J'avais chargé des parents de garder au calme les enfants pendant que je préparais les ados, jusque dans les moindres détails pour être sûre qu'il n'y aurait pas d'oublis, vous savez, ces petits trucs de rien qui peuvent déstabiliser un comédien quand ils font défaut sur scène alors qu'on les y croit.
Ils m'ont fait rire, ces morpions d'ados, parce que les "anciens" avaient prévenu les "nouveaux" : Observe bien Patricia pendant qu'elle nous maquille et nous coiffe. Quand tu la verras se marrer, c'est qu'elle aura fini son oeuvre. Elle est pliée de rire et satisfaite quand elle nous a bien tordu la trombine. De fait, en rang d'oignons ils étaient là à observer la Ro et Untel ou tel autre qui lui passait entre les mains, à guetter, chacun toujours étonné et pétillant devant la magie de la transformation. Tous très impliqués, et vachement plus concentrés que l'an passé, si je me souviens bien.

Puis les petits, là ça a été beaucoup plus simple, parce que pas d'extravagance dans cette pièce peu ordinaire pour des si jeunes. A peine quelques subtilités, sans en déborder, pour bien respecter l'histoire de la pièce. Pour eux, c'était la première fois pour beaucoup, donc découverte des dessous du Théâtre avec ses loges, ses fards, son effervescence d'avant. Eh bien ils ont été incroyablement concentrés, attentifs et le miracle : dans la joie. Pourtant, ils ne savaient pas encore ce qui les attendait sur scène. Pas de mal au ventre comme ça arrive des fois. Pas autre chose dans leurs yeux que "la découverte", et ça, voyez, c'est pour moi un grand bonheur, parce que jusqu'au dernier moment, tout aura été "magique" pour eux.

Les adultes, j'ai rien vu. Strictement rien. Pour la bonne raison que le technicien affecté de ce côté du théâtre m'informait régulièrement de ce qu'il se passait dans le hall et la salle du théâtre, et me donnait le compte à rebours. Donc urgemment pressée, la Ro qui devait, en tout dernier lieu, une fois que tout le monde serait prêt, s'isoler à son tour dans l'une des loges pour se changer et jeter un rapide coup d'oeil sur son p'tit minois, histoire d'être présentable au micro avant que le spectacle commence. Passage rapide, très, parce qu'il fallait faire vite.
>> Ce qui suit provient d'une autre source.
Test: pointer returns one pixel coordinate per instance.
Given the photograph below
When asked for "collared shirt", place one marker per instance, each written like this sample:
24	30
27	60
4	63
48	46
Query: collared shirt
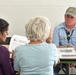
35	59
60	36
Nous avions opté pour le Théâtre Libre. Entrée libre, chacun donnait ce qu'il voulait. Au moins que les familles les plus modestes et les jeunes à l'argent de poche si précaire puissent s'asseoir dans le grand théâtre et passer une soirée qui leur offrirait le spectacle de trois créations-constructions de groupe, la notion de travail et de plaisir mêlés, la notion de partage quoi, enfin tout ça et bien d'autres choses. Depuis derrière le rideau, j'ai vu une salle pleine au tiers, puis à la moitié, puis aux trois quart, puis pleine à très peu de fauteuils près et sachant que la salle contient 750 places, je me dis que bon sang, nous en étions tout près. Rien que ça réchauffe le coeur d'emblée, une salle pleine est toujours porteuse pour les comédiens.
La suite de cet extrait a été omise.